Under Breyer, this is probably not enough to defeat the shield of Sony. But it may be sufficient under Ginsburg. At the same time, however, this also demonstrates how complicated the “Ginsburg Sony standard” would be in practice as compared to the “Breyer Sony standard.” The Ginsburg standard appears to focus on the proportion of infringing use to non-infringing use. But how much? And how do you verify? Sure, the copyrighted material in question may be among the most popular downloads, but the aggregate number of non-infringing videos downloaded is also quite large – perhaps even larger than the total downloads of Viacom material. Certainly one can point to far more non-infringing uses than the “motley collection of declarations” that Ginsburg treated with such scorn in MGM v. Grokster.

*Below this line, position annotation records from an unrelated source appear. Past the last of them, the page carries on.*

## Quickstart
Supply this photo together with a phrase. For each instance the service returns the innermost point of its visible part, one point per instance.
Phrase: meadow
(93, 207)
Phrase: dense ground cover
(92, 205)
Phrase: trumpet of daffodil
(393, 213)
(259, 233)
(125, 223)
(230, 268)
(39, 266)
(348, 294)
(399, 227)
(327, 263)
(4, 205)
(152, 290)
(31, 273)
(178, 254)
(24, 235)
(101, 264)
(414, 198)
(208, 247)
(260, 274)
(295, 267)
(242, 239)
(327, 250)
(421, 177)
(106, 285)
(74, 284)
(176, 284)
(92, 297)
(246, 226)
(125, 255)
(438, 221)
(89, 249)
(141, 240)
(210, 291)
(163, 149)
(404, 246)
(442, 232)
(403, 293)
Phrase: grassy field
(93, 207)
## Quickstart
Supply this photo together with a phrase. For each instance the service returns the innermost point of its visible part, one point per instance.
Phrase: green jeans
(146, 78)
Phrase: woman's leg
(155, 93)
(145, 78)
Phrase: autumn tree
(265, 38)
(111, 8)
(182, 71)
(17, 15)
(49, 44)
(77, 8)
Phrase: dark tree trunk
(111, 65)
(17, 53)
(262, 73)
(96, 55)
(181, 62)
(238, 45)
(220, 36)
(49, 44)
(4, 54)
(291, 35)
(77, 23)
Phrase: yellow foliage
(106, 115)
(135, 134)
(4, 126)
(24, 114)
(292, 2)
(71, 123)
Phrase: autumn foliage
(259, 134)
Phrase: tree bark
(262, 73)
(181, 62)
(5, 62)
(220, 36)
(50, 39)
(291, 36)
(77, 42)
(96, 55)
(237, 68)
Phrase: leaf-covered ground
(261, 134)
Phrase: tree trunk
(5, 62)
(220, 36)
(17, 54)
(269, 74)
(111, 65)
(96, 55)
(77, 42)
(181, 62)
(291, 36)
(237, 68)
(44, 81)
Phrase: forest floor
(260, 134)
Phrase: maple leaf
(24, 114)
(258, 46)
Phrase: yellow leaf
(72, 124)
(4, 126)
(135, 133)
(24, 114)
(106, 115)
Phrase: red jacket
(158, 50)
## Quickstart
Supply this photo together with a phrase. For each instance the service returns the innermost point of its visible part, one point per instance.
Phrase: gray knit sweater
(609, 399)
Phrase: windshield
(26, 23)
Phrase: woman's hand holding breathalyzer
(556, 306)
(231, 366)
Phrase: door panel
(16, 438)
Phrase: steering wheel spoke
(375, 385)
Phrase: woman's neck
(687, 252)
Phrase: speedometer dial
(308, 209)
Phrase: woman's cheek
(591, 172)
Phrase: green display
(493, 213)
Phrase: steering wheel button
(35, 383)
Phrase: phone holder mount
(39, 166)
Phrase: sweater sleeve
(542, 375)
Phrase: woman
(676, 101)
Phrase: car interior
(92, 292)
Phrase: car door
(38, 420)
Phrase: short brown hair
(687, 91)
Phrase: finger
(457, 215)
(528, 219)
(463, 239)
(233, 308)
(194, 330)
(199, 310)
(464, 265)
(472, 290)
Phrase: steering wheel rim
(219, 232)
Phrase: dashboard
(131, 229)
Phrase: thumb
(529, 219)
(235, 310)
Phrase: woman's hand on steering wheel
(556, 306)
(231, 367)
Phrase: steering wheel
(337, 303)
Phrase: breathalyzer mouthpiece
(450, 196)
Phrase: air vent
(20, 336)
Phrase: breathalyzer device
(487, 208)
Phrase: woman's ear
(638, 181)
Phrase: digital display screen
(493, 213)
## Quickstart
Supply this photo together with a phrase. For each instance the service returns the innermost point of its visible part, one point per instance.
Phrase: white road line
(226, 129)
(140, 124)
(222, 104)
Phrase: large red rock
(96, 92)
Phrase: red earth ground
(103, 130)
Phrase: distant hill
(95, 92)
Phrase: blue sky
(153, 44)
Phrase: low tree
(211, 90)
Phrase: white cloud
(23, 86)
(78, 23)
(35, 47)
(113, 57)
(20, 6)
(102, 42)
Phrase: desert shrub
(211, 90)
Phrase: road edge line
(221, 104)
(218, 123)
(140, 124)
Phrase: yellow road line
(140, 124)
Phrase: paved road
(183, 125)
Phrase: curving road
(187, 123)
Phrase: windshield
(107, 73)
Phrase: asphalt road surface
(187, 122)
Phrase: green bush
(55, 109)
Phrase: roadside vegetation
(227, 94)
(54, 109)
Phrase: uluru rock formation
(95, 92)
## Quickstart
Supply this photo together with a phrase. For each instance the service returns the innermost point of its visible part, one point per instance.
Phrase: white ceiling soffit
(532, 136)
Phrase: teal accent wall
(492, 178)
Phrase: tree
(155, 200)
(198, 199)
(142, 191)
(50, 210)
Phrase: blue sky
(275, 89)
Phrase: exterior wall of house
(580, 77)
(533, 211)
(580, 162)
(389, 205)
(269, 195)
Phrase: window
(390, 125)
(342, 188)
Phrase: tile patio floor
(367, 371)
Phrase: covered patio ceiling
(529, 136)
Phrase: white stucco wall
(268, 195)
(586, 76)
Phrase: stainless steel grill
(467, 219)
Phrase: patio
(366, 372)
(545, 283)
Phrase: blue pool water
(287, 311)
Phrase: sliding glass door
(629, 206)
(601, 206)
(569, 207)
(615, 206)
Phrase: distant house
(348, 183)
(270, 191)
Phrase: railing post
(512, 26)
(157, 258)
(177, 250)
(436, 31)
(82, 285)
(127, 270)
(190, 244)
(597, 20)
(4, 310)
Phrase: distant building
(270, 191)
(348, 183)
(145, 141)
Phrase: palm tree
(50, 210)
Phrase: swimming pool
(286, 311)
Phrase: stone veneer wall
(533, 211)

But is this enough non-infringing use to be “substantial”non-infringing use? If not, does it prove that the technology is “capable” of substantial non-infringing use? Does capable even matter under the Ginsburg Sony Standard? If the infringement is sufficiently substantial, will it always “dwarf” the non-infringing use? And how vigorous does a service provider need to be? Does it matter that Viacom apparently ignored this “open and notorious” conduct until Google appeared on the scene?
Sadly, no one can tell. Which was exactly Breyer's argument against Ginsburg and his general plea to leave the Sony standard alone. Ginsburg's apparent assumption that it will always be obvious whether a new service or technology is “capable of substantial non-infringing use” appears highly questionable, heavily fact dependent, and enormously expensive. Precisely the set of circumstances Breyer feared would chill innovation.
Or, to take advantage of existing fair use, “There are more things in heaven and earth, Justice Ginsburg, then are dreamt of in your philosophy.” Let us hope that the courts here adopt the approach of Justice Breyer, rather than constrain technology within the narrow vision of what Justice Ginsburg considers “substantial non-infringing use.”